Roberts will once again get a first shot at laying down a marker for a centre spot against the Qantas Wallabies when he links up with his Welsh midfield partner Jonathan Davies in Hong Kong. He knows all about first night nerves having been in the side that scraped home against the Royal XV in Rustenburg four years ago.
"I remember that game well and we almost lost it. We came through in the 75th minute with a little chip and chase from Lee Byrne," recalled Roberts.
"A lot of us were forcing things and it is important against the Baa-Baas that we put into practice what we've been doing in training. Having trained for three weeks all we want to do now is play.
"The tour kicks-off after our first game and it is important we set the standard for the next team to carry on. I always remember from 2009 that we never wanted to fall below the performance from the previous game and wanted to try to keep raising the bar to the test matches.
"The standard we set in Hong Kong will set the tone for this tour. Training has been tough and we have trained at an intensity to make it tough.
"The conditions will be very hot and humid, and not what we are used to, so it will be very demanding on the body. The water breaks will be very important from a health and safety point of view for the players, but also to ensure the quality of the rugby is good enough to make it the spectacle we all want it to be.
"Dehydration, electrolyte imbalance and overheating are all potential risks, so the water breaks will be very important. The conditions are quite alien to the players, but the water breaks are there for their health and safety and, hopefully, they will keep us fresh."
A big performance in Wales' record breaking 30-3 RBS 6 Nations win over England cemented Roberts' place on the tour and he is one of 13 players in the squad who have toured with the Lions before. But he knows he cannot rest of his reputation if he wants to make the Test team.
"I like to peak for the big games - I really thrive on them. The bigger the occasion the bigger the pressure I put on myself to perform," he said.
"The coaches have hammered home the fact that everyone is back to square one and what has gone before doesn't matter. It is all about what happens on this tour.
"There is huge competition for my position, that's no secret, and Jon and I have a chance to lay down a marker, but I'm sure Manu and Brian will come in and try to raise the bar the next week.
"Every individual will have goals of being in the Test side, but it is important as units that we go out and play as a team. The ultimate challenge for the Lions is to get everyone singing off the same hymn sheet right from the first minute.
"Preparations have been similar, if not better, than four years ago and I feel within the squad that we are ready to go. The first week of training in the Vale went well and then it went very well in Dublin. In fact, we were ready to play a week ago.

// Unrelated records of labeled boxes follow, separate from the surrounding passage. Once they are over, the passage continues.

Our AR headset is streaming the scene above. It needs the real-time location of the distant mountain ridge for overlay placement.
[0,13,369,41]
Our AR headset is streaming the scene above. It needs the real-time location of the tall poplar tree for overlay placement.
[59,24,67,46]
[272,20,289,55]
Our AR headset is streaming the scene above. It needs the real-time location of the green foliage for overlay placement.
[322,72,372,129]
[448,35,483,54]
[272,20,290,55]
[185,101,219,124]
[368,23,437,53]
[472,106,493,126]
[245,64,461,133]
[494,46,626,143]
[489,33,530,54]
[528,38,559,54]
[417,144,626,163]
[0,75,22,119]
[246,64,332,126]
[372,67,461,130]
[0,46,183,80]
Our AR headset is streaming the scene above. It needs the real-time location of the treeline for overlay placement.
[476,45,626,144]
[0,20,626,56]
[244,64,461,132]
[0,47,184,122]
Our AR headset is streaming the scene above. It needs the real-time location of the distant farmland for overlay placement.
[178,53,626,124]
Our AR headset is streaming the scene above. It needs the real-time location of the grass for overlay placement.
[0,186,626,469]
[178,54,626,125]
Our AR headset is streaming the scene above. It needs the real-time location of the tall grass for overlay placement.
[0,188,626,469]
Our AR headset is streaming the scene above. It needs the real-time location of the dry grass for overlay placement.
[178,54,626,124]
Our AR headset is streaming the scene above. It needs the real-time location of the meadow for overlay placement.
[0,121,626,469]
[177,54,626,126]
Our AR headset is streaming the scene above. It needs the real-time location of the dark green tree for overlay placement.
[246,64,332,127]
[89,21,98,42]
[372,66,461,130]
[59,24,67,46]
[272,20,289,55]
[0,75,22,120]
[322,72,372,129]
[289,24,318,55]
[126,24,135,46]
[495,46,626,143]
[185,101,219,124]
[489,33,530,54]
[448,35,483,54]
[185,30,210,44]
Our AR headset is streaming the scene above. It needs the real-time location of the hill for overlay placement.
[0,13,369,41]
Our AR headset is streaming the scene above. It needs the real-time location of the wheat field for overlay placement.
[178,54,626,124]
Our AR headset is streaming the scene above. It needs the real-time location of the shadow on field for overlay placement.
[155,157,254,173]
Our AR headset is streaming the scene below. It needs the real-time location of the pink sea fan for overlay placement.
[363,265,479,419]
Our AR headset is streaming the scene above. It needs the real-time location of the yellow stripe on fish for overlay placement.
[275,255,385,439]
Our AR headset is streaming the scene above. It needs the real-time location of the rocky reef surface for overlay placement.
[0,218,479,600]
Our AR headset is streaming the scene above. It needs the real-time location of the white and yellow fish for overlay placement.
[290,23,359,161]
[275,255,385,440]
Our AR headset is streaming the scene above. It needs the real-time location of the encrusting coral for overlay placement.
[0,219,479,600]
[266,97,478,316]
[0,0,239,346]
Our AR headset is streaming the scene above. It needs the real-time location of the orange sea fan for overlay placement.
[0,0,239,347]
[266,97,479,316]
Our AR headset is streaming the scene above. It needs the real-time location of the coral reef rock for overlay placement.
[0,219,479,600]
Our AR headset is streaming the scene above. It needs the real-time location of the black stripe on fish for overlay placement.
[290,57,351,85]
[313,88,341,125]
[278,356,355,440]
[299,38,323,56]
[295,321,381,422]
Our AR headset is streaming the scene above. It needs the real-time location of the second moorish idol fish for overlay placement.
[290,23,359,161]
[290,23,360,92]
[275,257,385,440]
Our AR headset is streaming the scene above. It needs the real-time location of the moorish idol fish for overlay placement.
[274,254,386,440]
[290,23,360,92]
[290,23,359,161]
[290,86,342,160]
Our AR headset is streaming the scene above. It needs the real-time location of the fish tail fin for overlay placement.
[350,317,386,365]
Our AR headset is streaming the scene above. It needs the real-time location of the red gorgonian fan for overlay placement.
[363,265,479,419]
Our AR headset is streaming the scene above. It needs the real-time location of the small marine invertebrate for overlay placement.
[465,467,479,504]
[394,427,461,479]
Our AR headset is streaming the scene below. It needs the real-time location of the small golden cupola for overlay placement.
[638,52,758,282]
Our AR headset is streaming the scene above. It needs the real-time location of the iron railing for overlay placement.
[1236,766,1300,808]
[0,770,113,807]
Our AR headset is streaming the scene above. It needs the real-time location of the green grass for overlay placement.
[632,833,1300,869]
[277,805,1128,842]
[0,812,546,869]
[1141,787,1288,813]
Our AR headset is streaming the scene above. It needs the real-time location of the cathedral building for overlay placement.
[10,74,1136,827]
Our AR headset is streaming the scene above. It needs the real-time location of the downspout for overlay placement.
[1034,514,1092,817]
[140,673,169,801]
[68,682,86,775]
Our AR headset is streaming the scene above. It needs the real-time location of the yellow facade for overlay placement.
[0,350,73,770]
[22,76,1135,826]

"Everyone has had a great laugh in the past few weeks. We've been working hard, but first and foremost we are enjoying ourselves and hopefully that will be reflected in the way we play.
"After their result against England it wouldn't surprise me if the Barbarians play a tighter game and play with more structure. Having worked under Dai Young I know the way he likes to play.
"The Barbarians are notorious for chucking the ball around in their own half, which will challenge us defensively, but coming off that scoreline last weekend it wouldn't surprise me if they played a completely different game.
"We are expecting a huge reaction from them. We are aware of their defeat last weekend and the things that have been said about them, but they have a huge amount of talent - there is a lot of international quality and experience in their team."